When I was in undergrad at Berkeley, is a subordinate clause I try to never use, but we used to go to this place Jupiter and order the craziest things we could find on the taplist. Over and over, it was Moonlight Brewing. Gruit brewed with spruce tips, A BLACK PILSNER, and the iconic Death and Taxes. Tasting Arrogant Bastard or Hop Rod Rye or HOP STOOPID next to Brian’s beers felt so different for that time period.
Beer persists and now Moonlight is in cans. You don’t have to go across the bay bridge to Zeitgiest and sit with techbros in Patagonia microfleece vests complain about how there are bikes stacked everywhere. Now Moonlight itself feels as consistent as lunar beams. They’ll ship Reality Czech to your doorstep and it will land on top of your case of Kern Citra. What even is life right now.
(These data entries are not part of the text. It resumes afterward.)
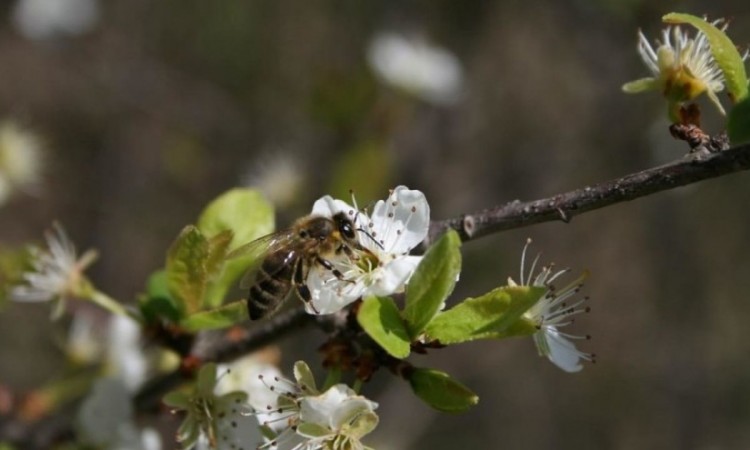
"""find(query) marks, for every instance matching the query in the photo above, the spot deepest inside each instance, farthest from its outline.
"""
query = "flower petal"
(559, 350)
(392, 277)
(327, 206)
(401, 222)
(328, 293)
(321, 409)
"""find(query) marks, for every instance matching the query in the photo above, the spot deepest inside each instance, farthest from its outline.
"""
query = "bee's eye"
(347, 230)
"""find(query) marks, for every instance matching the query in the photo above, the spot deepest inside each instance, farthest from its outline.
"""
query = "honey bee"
(287, 256)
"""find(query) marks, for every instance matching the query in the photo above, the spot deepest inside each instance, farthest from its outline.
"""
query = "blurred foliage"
(165, 105)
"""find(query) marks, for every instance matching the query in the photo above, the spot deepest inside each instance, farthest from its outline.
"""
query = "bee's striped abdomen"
(272, 284)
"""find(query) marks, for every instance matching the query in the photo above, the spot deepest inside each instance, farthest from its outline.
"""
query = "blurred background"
(144, 111)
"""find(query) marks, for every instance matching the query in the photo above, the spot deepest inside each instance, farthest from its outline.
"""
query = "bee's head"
(345, 226)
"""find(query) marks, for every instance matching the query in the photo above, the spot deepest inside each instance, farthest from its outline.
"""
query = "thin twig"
(693, 168)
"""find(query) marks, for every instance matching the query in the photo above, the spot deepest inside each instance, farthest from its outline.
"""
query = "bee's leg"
(301, 270)
(327, 264)
(348, 251)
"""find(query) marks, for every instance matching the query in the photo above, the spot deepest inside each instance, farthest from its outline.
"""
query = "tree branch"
(693, 168)
(703, 163)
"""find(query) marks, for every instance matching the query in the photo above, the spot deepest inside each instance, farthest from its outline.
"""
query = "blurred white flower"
(335, 419)
(682, 68)
(20, 160)
(552, 312)
(213, 420)
(397, 225)
(263, 382)
(57, 272)
(426, 71)
(125, 356)
(84, 344)
(106, 419)
(46, 19)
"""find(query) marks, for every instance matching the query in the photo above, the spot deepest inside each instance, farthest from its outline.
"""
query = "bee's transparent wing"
(257, 250)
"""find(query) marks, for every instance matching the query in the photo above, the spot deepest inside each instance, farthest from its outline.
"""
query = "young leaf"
(492, 315)
(738, 125)
(380, 318)
(222, 317)
(440, 391)
(432, 282)
(244, 211)
(249, 216)
(158, 302)
(218, 246)
(724, 51)
(186, 270)
(218, 280)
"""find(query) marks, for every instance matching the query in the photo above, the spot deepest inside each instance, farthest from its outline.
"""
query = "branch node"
(468, 224)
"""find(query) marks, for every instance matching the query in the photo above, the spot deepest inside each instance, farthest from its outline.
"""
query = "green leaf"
(493, 315)
(440, 391)
(186, 269)
(222, 317)
(312, 430)
(724, 51)
(640, 85)
(218, 280)
(249, 216)
(218, 246)
(432, 282)
(177, 399)
(738, 124)
(158, 302)
(363, 424)
(206, 380)
(244, 211)
(380, 318)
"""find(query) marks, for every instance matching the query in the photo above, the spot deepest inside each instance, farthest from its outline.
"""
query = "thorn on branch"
(698, 140)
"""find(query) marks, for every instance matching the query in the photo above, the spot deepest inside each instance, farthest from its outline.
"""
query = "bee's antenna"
(372, 238)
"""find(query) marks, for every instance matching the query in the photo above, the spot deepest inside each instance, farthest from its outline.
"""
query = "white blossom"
(397, 225)
(20, 160)
(106, 419)
(417, 67)
(212, 420)
(46, 19)
(335, 419)
(682, 67)
(125, 357)
(554, 310)
(57, 272)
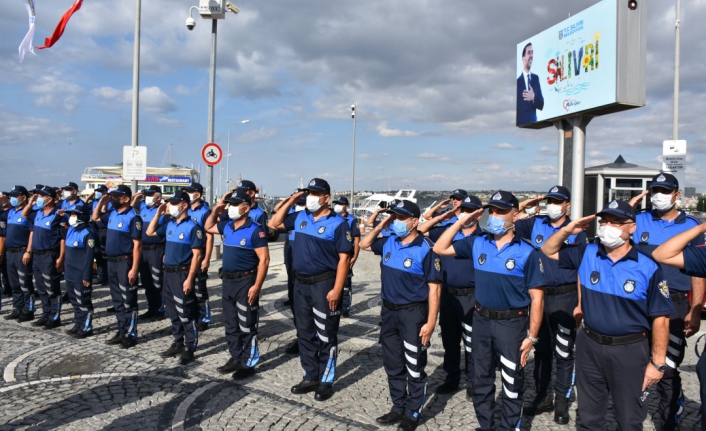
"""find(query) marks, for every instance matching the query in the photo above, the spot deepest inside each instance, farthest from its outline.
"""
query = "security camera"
(190, 23)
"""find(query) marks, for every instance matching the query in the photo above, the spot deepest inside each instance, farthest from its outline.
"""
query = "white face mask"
(610, 236)
(554, 212)
(312, 203)
(662, 202)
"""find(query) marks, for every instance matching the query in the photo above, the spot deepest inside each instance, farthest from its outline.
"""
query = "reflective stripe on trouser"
(202, 296)
(47, 277)
(669, 388)
(557, 335)
(497, 342)
(240, 321)
(151, 278)
(181, 309)
(20, 277)
(456, 321)
(80, 297)
(317, 330)
(620, 368)
(404, 358)
(123, 296)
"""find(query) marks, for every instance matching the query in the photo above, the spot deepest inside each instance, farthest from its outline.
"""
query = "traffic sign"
(212, 154)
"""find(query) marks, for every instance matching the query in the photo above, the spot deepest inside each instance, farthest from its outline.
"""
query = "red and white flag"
(59, 30)
(27, 43)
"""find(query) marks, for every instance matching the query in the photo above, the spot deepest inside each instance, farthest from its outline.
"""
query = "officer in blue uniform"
(509, 280)
(123, 252)
(321, 258)
(14, 245)
(458, 298)
(654, 228)
(245, 260)
(47, 253)
(199, 212)
(185, 240)
(558, 331)
(340, 207)
(624, 297)
(679, 252)
(151, 263)
(78, 270)
(411, 288)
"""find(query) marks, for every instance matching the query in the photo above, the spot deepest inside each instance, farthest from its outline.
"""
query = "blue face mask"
(399, 228)
(496, 225)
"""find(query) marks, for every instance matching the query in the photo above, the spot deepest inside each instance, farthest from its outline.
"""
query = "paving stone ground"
(51, 381)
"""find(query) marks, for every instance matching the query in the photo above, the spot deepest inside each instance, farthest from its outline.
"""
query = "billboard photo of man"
(529, 92)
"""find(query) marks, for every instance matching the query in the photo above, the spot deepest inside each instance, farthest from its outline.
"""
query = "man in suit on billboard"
(529, 92)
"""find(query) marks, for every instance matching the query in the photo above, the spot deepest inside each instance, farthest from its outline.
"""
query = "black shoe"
(293, 348)
(561, 411)
(117, 339)
(12, 316)
(305, 386)
(408, 424)
(447, 388)
(186, 356)
(244, 373)
(390, 418)
(229, 367)
(541, 403)
(128, 342)
(40, 322)
(172, 351)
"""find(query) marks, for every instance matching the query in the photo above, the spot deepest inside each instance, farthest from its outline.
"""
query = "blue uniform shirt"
(80, 243)
(503, 277)
(47, 231)
(182, 237)
(618, 298)
(122, 229)
(536, 230)
(239, 245)
(318, 242)
(407, 269)
(652, 231)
On National Beer Day I think back on old Death and Taxes and what an insane marketing strategy pushing a schwarzbier is/was. There simply isn’t a higher flavor :: abv :: calorie ratio in the game, with Edmund Fitzgerald looking onward balefully. The clean wash of a tight lager, the roast and pumpkernickle of a porter, UK tier sessionability, and somehow a black beer that feels refreshing.
There will be many more National Beer Days, and beer honestly has never been better. The main takeaway of the past year is how much beer is dependent on the forum, manner, and people it is consumed with. A context free black lager is just something to drill while watching Vanderpump Rules and pinning high waisted culottes and cropped equestrian jackets to your Pintrest. Add people, missions, nighttime walks, open containers, then beer allays the inevitability of Death and Taxes, instead of just numbing them.
Whatever your Death and Taxes is, crack one today, because public negligence and crying and bad right swipes and lost security deposits and black out Mexican food and everything else is on the horizon. Beer has been patiently waiting for an entire year to return to the people and places that give it meaning.